# the good news and bad news - dorm life



## cindy-e (Feb 14, 2008)

Ds's roommate seems to have imploded last night. We don't know all of the details (DS doesn't know either) but the police were called. The kid broke the door and cut the screen out of the window to escape because there was a security guard posted to keep him from leaving. We don't know what he did. We know he went home with his Dad this afternoon. It is unclear if he is coming back. 

The roommate seems to be a mess right now. There seems to be some pretty deep stuff going on with him emotionally. He certainly wasn't acting stable last night. He seems like a nice kid. He is really troubled right now for some reason. He seems to need more help than maybe the college can give him?

Campus housing just called and they are moving ds out of that room. Since they were moving him anyway, he asked to be moved to the other dorm. Effective immediately he will be in the dorm where the study groups are housed. That is where he wanted to be anyway.

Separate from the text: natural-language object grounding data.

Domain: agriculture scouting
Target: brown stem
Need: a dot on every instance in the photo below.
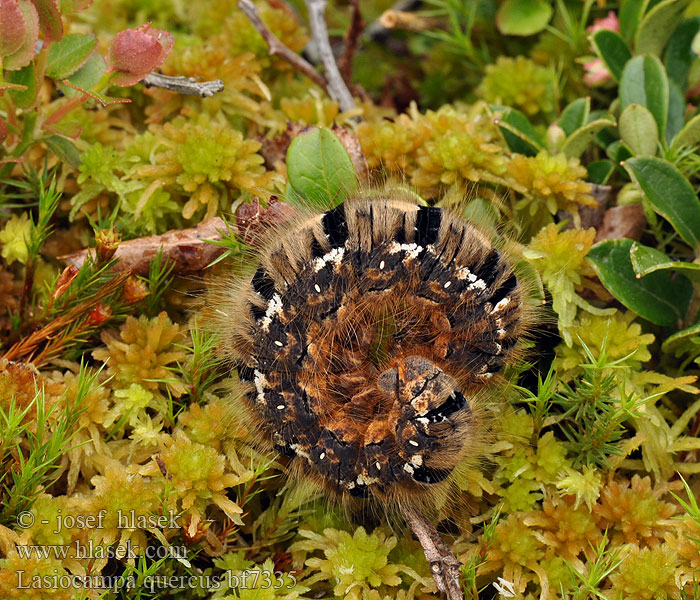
(336, 86)
(277, 48)
(188, 86)
(352, 35)
(444, 565)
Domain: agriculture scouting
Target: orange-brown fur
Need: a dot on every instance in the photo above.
(342, 379)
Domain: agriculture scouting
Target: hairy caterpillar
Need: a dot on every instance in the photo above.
(364, 339)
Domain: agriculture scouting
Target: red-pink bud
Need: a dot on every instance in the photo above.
(134, 53)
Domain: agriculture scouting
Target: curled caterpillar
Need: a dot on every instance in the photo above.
(363, 340)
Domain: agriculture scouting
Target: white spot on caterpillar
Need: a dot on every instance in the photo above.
(411, 250)
(501, 304)
(300, 451)
(362, 480)
(465, 273)
(274, 307)
(417, 460)
(260, 383)
(334, 256)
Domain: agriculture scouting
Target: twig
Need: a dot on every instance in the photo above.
(336, 86)
(444, 565)
(277, 48)
(351, 37)
(184, 85)
(189, 249)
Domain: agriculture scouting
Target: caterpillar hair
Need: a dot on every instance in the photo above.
(366, 342)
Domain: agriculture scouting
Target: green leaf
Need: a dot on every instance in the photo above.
(669, 193)
(644, 82)
(638, 130)
(656, 297)
(575, 115)
(631, 12)
(647, 260)
(618, 152)
(599, 171)
(689, 136)
(676, 111)
(517, 130)
(86, 76)
(25, 76)
(676, 341)
(320, 169)
(68, 55)
(613, 50)
(658, 25)
(523, 17)
(579, 140)
(679, 53)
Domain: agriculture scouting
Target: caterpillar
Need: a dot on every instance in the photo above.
(364, 340)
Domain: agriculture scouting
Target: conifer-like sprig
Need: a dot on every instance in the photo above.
(595, 406)
(31, 450)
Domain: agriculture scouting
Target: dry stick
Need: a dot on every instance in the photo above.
(277, 48)
(351, 38)
(336, 86)
(444, 565)
(184, 85)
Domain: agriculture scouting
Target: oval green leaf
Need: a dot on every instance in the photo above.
(68, 55)
(599, 171)
(320, 169)
(669, 193)
(638, 130)
(579, 140)
(523, 17)
(644, 82)
(575, 115)
(658, 25)
(613, 50)
(630, 15)
(647, 260)
(656, 297)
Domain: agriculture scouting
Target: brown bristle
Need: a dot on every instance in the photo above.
(365, 340)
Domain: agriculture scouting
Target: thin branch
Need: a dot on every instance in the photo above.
(352, 35)
(277, 48)
(184, 85)
(189, 249)
(444, 565)
(336, 86)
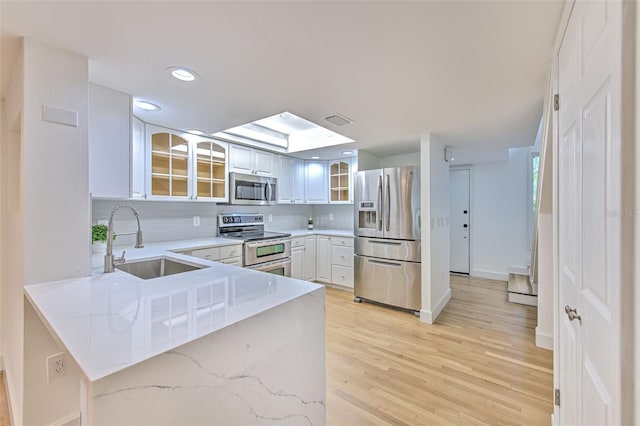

Crazy! I really hope they get that kid some help, but I am also really glad that DS is not in the middle of it, whatever it is. 

Cindyc.


----------



## Melissa (Apr 15, 2002)

Dorm life can be interesting. I honestly think they should have private rooms for all students. If they laid them out right it would not take any more room. A lot of the issues of being away at school are due to roommates. Hope the young man is doing ok and glad your son is moved to the dorm he wanted.


----------